Whoa, that was the L word. It had never popped up in my mind before, not once in all the time we’d been dating. I liked Dylan, yes, liked him a lot, in fact. But love?
What did I know about love, anyway? Not much. Only that Dylan was the first person I thought about when I woke up in the morning, and he was the last one I thought of before going to sleep. I liked him even though he popped his gum when he chewed, and hogged the popcorn when we went to the movies. I didn’t care that he cracked his knuckles, or consistently scored higher than I did at Guitar Hero. I didn’t mind that he always drove, even though my mom had relented and put me on her insurance. I especially liked that he never failed to give me that warm oatmeal feeling every time he kissed me, and that he wasn’t afraid to hold my hand, even in p
ublic.
Was I falling in love with him?
Maybe I already had, and the thought scared me.
I didn’t have an especially stellar family history when it came to love. In our house, love died with a motorcycle skidding underneath a tractor trailer. It ended in a drunk and abusive second husband, and a mother who had refused to see reality until it had almost been too late. It ended in a best friend turning out to be a stranger.
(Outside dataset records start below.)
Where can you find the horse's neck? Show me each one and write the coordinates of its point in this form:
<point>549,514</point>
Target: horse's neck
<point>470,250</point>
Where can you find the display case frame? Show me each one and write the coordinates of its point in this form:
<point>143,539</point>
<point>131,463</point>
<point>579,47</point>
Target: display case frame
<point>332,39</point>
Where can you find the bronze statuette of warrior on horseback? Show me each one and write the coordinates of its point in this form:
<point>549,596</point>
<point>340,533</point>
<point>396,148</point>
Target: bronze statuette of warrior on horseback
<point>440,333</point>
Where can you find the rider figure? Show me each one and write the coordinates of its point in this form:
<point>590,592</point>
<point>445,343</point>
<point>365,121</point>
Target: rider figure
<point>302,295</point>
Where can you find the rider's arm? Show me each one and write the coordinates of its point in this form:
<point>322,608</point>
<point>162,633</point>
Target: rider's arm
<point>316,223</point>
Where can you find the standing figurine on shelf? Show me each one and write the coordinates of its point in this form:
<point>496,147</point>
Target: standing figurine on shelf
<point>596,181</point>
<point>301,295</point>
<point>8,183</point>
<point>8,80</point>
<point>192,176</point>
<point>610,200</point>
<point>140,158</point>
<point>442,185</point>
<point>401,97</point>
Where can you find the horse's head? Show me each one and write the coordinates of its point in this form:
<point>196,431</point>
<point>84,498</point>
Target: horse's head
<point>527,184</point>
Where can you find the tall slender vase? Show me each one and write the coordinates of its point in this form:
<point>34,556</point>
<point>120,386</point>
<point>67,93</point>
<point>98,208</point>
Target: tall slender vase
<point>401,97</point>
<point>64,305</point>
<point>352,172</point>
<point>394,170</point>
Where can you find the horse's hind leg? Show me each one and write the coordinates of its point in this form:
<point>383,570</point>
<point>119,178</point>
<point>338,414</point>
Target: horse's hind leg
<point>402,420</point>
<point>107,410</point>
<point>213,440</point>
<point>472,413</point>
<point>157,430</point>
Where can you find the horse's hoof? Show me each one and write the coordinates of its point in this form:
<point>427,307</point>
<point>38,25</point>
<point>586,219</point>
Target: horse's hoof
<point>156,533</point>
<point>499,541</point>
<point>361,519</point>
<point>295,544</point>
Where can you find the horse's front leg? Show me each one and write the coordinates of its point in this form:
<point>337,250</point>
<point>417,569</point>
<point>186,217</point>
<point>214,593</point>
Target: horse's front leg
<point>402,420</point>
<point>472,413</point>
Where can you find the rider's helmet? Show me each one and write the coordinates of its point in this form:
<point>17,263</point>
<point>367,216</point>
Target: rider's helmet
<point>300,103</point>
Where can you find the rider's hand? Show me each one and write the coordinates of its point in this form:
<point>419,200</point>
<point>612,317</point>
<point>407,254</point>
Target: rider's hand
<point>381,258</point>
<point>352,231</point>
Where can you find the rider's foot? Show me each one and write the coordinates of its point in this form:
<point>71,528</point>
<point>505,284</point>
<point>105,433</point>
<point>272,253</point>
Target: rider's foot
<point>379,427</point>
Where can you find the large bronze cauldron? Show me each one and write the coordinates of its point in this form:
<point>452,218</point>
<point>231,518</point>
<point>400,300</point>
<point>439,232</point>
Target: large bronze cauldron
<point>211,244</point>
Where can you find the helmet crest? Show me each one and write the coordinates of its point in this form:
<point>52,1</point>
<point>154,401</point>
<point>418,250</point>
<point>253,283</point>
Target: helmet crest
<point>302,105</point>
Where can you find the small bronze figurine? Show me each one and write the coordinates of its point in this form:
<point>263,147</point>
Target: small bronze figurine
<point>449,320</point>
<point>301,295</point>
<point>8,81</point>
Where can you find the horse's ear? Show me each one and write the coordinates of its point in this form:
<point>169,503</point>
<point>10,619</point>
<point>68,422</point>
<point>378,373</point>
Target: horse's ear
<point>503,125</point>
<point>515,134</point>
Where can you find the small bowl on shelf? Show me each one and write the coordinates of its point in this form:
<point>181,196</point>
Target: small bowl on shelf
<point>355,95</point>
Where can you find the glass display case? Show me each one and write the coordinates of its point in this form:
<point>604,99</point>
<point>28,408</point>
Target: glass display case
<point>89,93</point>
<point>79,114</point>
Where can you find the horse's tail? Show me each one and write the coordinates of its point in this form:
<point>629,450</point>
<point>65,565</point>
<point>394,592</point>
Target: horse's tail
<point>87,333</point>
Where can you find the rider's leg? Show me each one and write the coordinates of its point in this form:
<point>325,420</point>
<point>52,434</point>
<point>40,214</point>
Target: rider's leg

Dylan pulled away from me and the grin on his face blew away my doubts. I didn’t know if I was in love with him, but I did know I’d do practically anything to make him happy. He was so excited it was impossible not to feel the same way. I sighed and returned his smile with one of my own. “Okay. We’d better get over to the Tux Hut in Chester, or we’ll end up wearing jeans and T-shirts to prom.”
I STRUGGLED out of Dylan’s car with my arms full. We’d picked up our gear for prom—tuxedos, shoes, cummerbunds, ties, and crisp, white, starched shirts—and I was anxious to get them into the house and hung up in my closet before they wrinkled.
We’d tried the whole enchilada on before leaving the Tux Hut, and Dylan had nearly taken my breath away. He looked so good in his fitted, black tuxedo that I felt sort of short and dumpy standing next to him, although he’d told me I looked just as hot as he did.
I didn’t believe him, but it was really nice to hear anyway.
His engine purred as he pulled away, and I struggled along the walkway leading to the kitchen. I was more than halfway there before I noticed someone sitting on the stairs.
“Hey, Jamie,” Billy said, looking up at me. “I was wondering when you’d get home. A tux, huh? You’re going to prom? With who?”
“Dylan,” I answered, too shocked not to reply. Billy! After all these months, he’d shown up out of the blue, sitting on my side stoop as if he’d never left. At first glance, he looked the same as he always had, dressed in a tight red T-shirt and his ripped Abercrombie jeans. A closer look told a different story. He looked tired and worn out, and his eyes were red and puffy. There was dirt under his fingernails, and his T-shirt was stained. Not all of the rips in his jeans had been put there by the manufacturer, I noticed.